On August 25, the Edmonton Police Service’s (EPS) DIVERSIONfirstUnit was presented with the 2022 Minister of Justice National Youth Justice Policing Award, alongside program-community partners YMCA of Northern Alberta (YMCA) and Boys and Girls Club Big Brothers Big Sisters (BGCBigs).
The award recognizes the restorative justice trio for their innovative approach and efforts applied in the police-led program. Together, these organizations work to reduce youth involvement in the criminal justice system.
The Department of Justice Canada, in collaboration with the Canadian Police Association and the Canadian Association of Chiefs of Police, presented the award to DIVERSIONfirst Sergeant Kendall Booth, EPS Youth Programs Coordinator Leeanne Harvey, and YMCA Program Manager Michael Peters.
“The work the Edmonton Police Service is doing with its community partners makes a real difference in the lives of youth,” said the Honourable David Lametti, Minister of Justice and Attorney General of Canada, in a news release.
“The DIVERSIONfirst Program is a great example of collaborative work that delivers a restorative justice approach.
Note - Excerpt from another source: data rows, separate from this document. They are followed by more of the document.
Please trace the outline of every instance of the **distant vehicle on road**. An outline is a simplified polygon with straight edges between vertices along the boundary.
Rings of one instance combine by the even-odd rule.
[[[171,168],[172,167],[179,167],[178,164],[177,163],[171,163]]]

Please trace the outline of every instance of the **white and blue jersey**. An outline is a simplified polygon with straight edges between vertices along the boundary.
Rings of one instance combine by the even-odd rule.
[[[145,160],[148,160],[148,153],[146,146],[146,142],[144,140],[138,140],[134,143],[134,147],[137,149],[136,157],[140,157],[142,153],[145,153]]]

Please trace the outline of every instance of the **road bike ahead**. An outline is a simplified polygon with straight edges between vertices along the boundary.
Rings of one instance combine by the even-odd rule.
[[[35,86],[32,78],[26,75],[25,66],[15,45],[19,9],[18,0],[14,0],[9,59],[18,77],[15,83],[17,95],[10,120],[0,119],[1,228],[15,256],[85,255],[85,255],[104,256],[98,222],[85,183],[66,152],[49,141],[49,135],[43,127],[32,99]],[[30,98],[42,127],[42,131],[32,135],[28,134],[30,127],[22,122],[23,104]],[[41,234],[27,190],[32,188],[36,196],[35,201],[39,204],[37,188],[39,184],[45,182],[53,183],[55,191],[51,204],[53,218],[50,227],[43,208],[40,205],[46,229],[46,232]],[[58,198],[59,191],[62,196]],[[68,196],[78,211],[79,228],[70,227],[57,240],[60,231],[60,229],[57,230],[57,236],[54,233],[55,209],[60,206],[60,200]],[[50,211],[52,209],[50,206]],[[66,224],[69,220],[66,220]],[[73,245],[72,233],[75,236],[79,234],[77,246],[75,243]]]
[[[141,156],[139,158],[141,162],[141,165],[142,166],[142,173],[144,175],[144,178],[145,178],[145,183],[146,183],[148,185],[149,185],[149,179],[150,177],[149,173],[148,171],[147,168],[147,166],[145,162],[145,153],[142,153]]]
I want to congratulate this year’s recipients for their innovative policing approach and efforts to support our youth.”
DIVERSIONfirst is a restorative justice program that connects young, first-time non-violent offenders to community organizations and family supports that offer a wide range of services dedicated to mentoring and improving the lives of youth to help them build a foundation for a positive future away from crime, reducing the likelihood of reoffending.
Initially launched as a pilot with the YMCA in 2018 and formally launched in November 2020, the program has since expanded, partnering with BGCBigs in April 2021.
“This is very much a team award,” said Sgt. Kendall Booth. “To see how far this program has come is truly inspiring. Our Unit could not achieve this accomplishment without the hard work, dedication, and support of the YMCA and BGCBigs. It highlights how important police-and-community collaboration is and what our organizations can achieve to help one another succeed because, at the end of the day, our youth are the true winners.”
At the point of arrest, officers can refer a young person to the program instead of laying a criminal charge. DIVERSIONfirst staff will follow up with the youth and their guardian(s) to further assess their suitability for the program.
Once enrolled, DIVERSIONfirst and their community-program partners then work together to redirect young people by connecting them to organizations focused on improving the lives of the youth and their families so they can begin accessing the services they need through a customized support program.
About the Minister of Justice National Youth Justice Policing Award
The Minister of Justice National Youth Justice Policing Award recognizes police officers and others involved in police-led initiatives which, individually or as a team, develop innovative approaches or promising practices that go beyond the formal court system when dealing with youth in conflict with the law.